Reflexión al amanecer

Un día como otro cualquiera me toca sentarme en el sentido contrario a la marcha en la guagua. Lo que en principio podría ser algo fastidioso se descubre pronto un privilegio. Desde mi posición controlo la vista de toda la luna trasera, que como una pequeña pantalla de cine se me presenta con los mismos lugares que siempre suelo ver hacia el otro lado. Lo que puede ser una curiosidad e, incluso, un motivo de pasarme de parada (como ya ha sucedido en alguna ocasión) se torna en cambio en disfrute de la vista con el panorama que se cierne sobre todas las cosas terrenales: el sol empieza a salir, perezoso, de su escondite entre las costas de la vecina isla de Gran Canaria, se diría incluso que surge de la misma ciudad de las Palmas, cuyo perfil se adivina perfectamente en el horizonte marino, a pesar de la distancia que nos separa, con la rocosa silueta de la Isleta a un extremo y los puntos de luz en el llano inmediatamente contiguo. Un amanecer espléndido, con decenas de nubes alargadas que intentan cubrir la llegada del astro, como si de paños tapando una desnudez se trataran.
Salgo de la guagua y camino dando la espalda por un momento a este cuadro, sólo para darme cuenta de que la belleza sigue también en los otros ciento ochenta grados de la esfera, pues la luna llena se niega a ocultarse, envuelta entre pinceladas cerúleas y moradas.
Incluso cuando llego al trabajo y me doy cuenta de que la oficina está cerrada y tengo que esperar a que traigan la llave, otro hecho que otro día cualquiera hubiera sido una molestia, hoy se vuelve una oportunidad de poder disfrutar con tranquilidad ese amanecer del que huía en la guagua y que quería salvar al menos por un instante con mi cámara. Ahora, en cambio, desde aquí puedo otear con sosegado detenimiento. A mi izquierda, el sol toma fuerzas en su imparable ascensión mientras que su par nocturna ha desaparecido entre más nubes borrosas; al igual que el Teide, cuyo perfil se esconde a lo lejos en el famoso mar de nubes, traídas por los vientos alíseos que, de norte a sur, transportan a toda velocidad esas gotitas de agua que se juntan en la inmensidad de la atmósfera para no sentirse solas cuando llegue su hora de volver a caer sobre la faz de la Tierra.
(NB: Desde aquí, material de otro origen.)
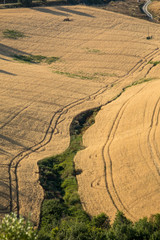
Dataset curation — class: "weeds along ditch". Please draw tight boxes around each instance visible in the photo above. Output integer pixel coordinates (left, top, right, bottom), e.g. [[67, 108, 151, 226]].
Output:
[[38, 78, 160, 240], [38, 108, 100, 239]]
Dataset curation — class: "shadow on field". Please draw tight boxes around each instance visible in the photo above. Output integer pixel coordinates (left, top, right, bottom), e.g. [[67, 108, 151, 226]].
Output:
[[56, 7, 94, 18], [0, 43, 28, 57], [0, 57, 10, 62], [32, 7, 69, 17], [0, 134, 28, 150], [0, 70, 17, 76]]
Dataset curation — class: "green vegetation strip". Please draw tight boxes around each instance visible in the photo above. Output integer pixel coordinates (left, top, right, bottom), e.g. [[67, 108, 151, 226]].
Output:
[[38, 78, 160, 240], [148, 61, 160, 66], [3, 29, 25, 39], [53, 71, 95, 80], [14, 54, 59, 64]]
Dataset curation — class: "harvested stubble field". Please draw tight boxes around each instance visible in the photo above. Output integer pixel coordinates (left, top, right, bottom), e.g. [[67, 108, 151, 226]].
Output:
[[0, 6, 160, 225]]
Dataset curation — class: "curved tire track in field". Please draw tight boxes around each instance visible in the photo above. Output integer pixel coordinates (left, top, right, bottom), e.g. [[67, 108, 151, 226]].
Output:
[[8, 87, 106, 215], [3, 48, 159, 218], [147, 97, 160, 176], [102, 86, 145, 219]]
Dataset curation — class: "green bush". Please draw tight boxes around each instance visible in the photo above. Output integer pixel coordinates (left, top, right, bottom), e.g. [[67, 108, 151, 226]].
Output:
[[0, 213, 37, 240], [19, 0, 32, 7]]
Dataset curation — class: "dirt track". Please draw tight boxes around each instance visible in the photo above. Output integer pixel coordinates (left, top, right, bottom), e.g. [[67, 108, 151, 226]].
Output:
[[0, 6, 160, 222]]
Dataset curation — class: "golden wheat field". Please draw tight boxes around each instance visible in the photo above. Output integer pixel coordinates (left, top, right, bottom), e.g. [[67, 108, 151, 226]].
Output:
[[0, 5, 160, 223]]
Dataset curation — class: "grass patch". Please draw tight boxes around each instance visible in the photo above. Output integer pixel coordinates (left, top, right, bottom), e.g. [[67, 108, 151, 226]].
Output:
[[3, 29, 25, 39], [38, 108, 99, 239], [148, 61, 160, 66], [14, 54, 59, 64]]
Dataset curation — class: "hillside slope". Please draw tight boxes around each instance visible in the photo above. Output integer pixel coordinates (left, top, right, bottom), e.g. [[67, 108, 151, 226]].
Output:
[[0, 6, 160, 223]]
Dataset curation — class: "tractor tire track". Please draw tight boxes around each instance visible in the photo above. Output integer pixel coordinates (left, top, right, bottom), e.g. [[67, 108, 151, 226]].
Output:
[[102, 86, 145, 219], [147, 97, 160, 176], [3, 49, 159, 215]]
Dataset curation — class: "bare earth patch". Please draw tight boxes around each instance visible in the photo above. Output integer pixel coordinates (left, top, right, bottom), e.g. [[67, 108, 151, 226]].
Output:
[[148, 1, 160, 23], [0, 6, 160, 223]]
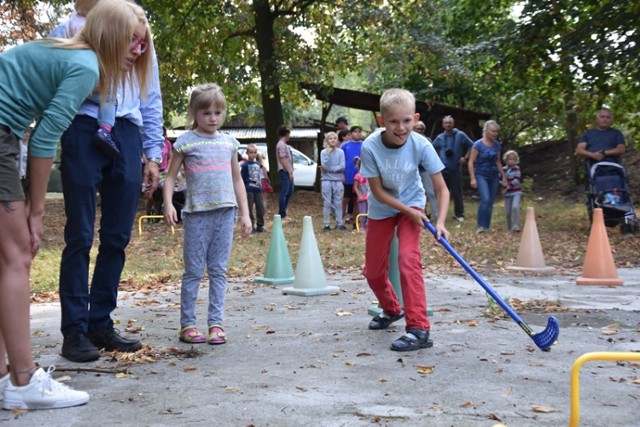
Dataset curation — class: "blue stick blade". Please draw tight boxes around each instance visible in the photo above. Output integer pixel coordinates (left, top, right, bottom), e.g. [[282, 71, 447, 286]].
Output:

Frente a mí aparecen las pequeñas montañas colonizadas por doquier por pequeñas casitas de colores, rodeadas de verde por todas partes, ya sea en el suelo o en los árboles entre los que se levantan, en un paisaje singular donde la abundante naturaleza es dominada por la mano del hombre, aprovechando cada recurso y cada centímetro que aporta en esta pequeña isla llena de gente. ¡Cuán diferente del paisaje del sur, a escasos kilómetros, tan árido y desértico y con las poblaciones mucho más distantes entre sí! Y pensar que todo pico aquí fue en su momento un cono volcánico... A mi vista sobresalen algunos de esos árboles singulares que se alzan del conjunto como queriendo llamar mi atención, como palmeras canarias, araucarias, laureles de indias, flamboyanes o pinos canarios, todos ellos exóticos para mí.
Y observando tranquilo el horizonte lejano me doy cuenta de que, tal vez, no siempre haga falta tener la evidencia de un panorama hermoso para darse cuenta de que, por más pequeños, medianos, incluso grandes incordios que nos sucedan en el día a día que puedan hacernos irritar, siempre podemos encontrar algo bueno que tengamos que nos reconforte y haga relativizar esos pequeños sinsabores que, a la postre, son parte del día a día y hay que aprender a vivir con ellos y no darles importancia. Porque la vida es bella y es para vivirla felices.